Ein Wort noch zu den "DTV-Premium Ausgaben". Im Druck eigentlich ein Vollformat, aber mit einem etwas verstärkten Pappdeckel, schlicht verleimt wie ein Taschenbuch, d.h. ohne echte Bindung. Zwar von außen etwas schöner als ein "normales" Taschenbuch, dafür aber wesentlich unhandlicher. Insbesondere beim Lesen macht sich die Neigung dieser Ausgaben zum "wieder Zufallen" bemerkbar. Versucht man dem entgegenzuwirken, dankt einem das Buch diese Bemühungen mit einem deutlichen Knick im Rücken. Also bitte.......wenn schon, dann doch bitte ein gebundenes Buch! Das sollte auch nicht viel teurer sein (kostet das Premium Taschenbuch schon knapp 15 Euro!!), ist aber einfach (a) schöner und (b) um ein vielfaches praktischer!

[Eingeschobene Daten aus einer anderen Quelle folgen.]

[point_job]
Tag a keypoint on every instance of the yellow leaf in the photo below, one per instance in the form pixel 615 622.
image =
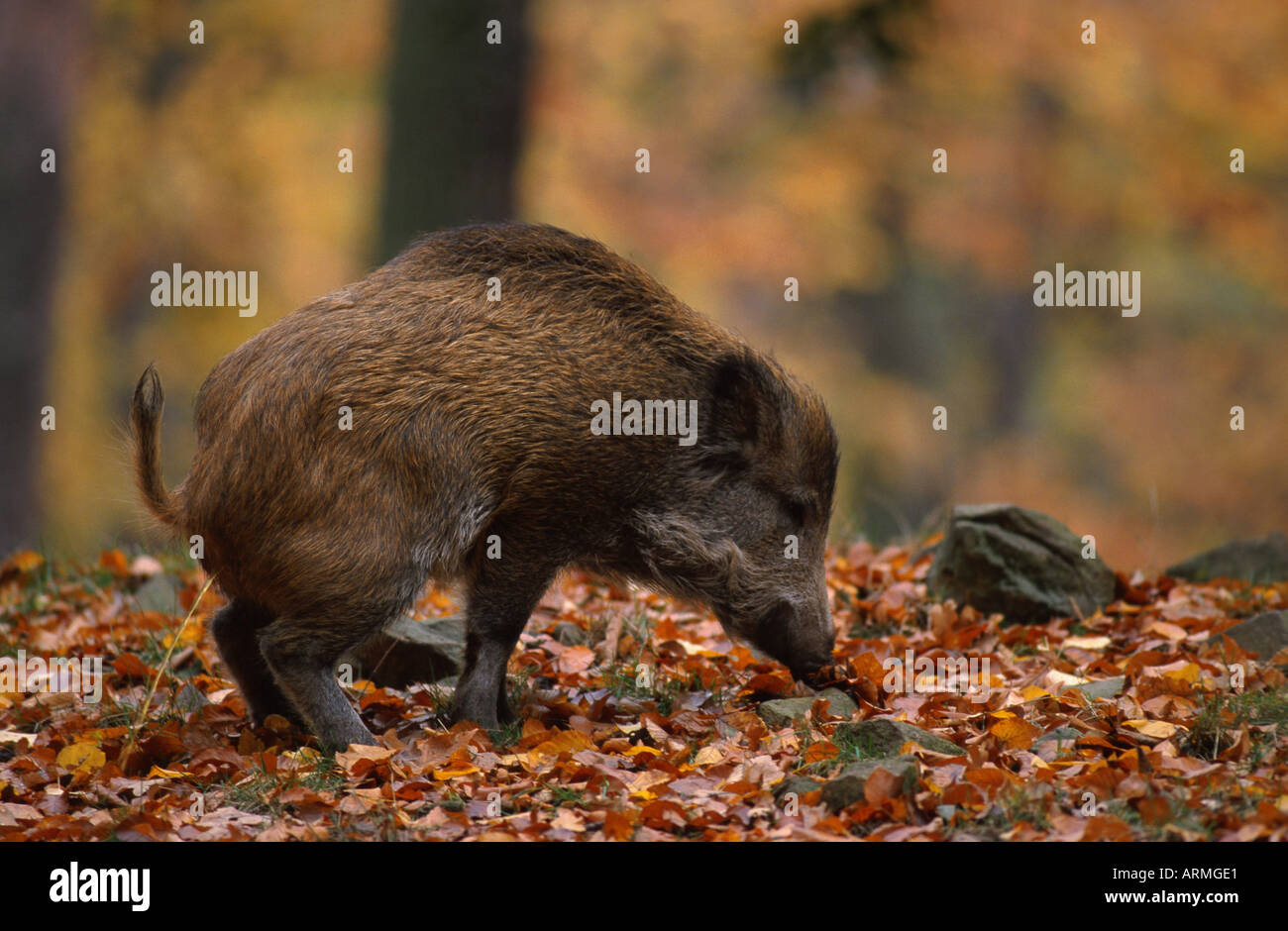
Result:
pixel 566 741
pixel 707 756
pixel 84 756
pixel 156 772
pixel 1186 673
pixel 456 771
pixel 1016 733
pixel 1159 730
pixel 1087 643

Fazit: Eine düstere Mischung aus Kriminalgeschichte und phantastischen Roman, kurzweilig geschrieben, schön zu lesen, doch für meinen Geschmack fast etwas zu einfach gestrickt. Eigentlich tatsächlich ein "Eco für Anfänger"....
Links:
- Mehr Rezensionen bei buecher.de
- Rezension bei perlentaucher.de
- Ulrich Baron: Gespensterlose Welt, aus Die ZEIT, Nr. 51, 09.12.2004
- Rezension aus der taz vom 22.12.2004
- Reiter um Mitternacht, aus F.A.Z., 24. September 2004.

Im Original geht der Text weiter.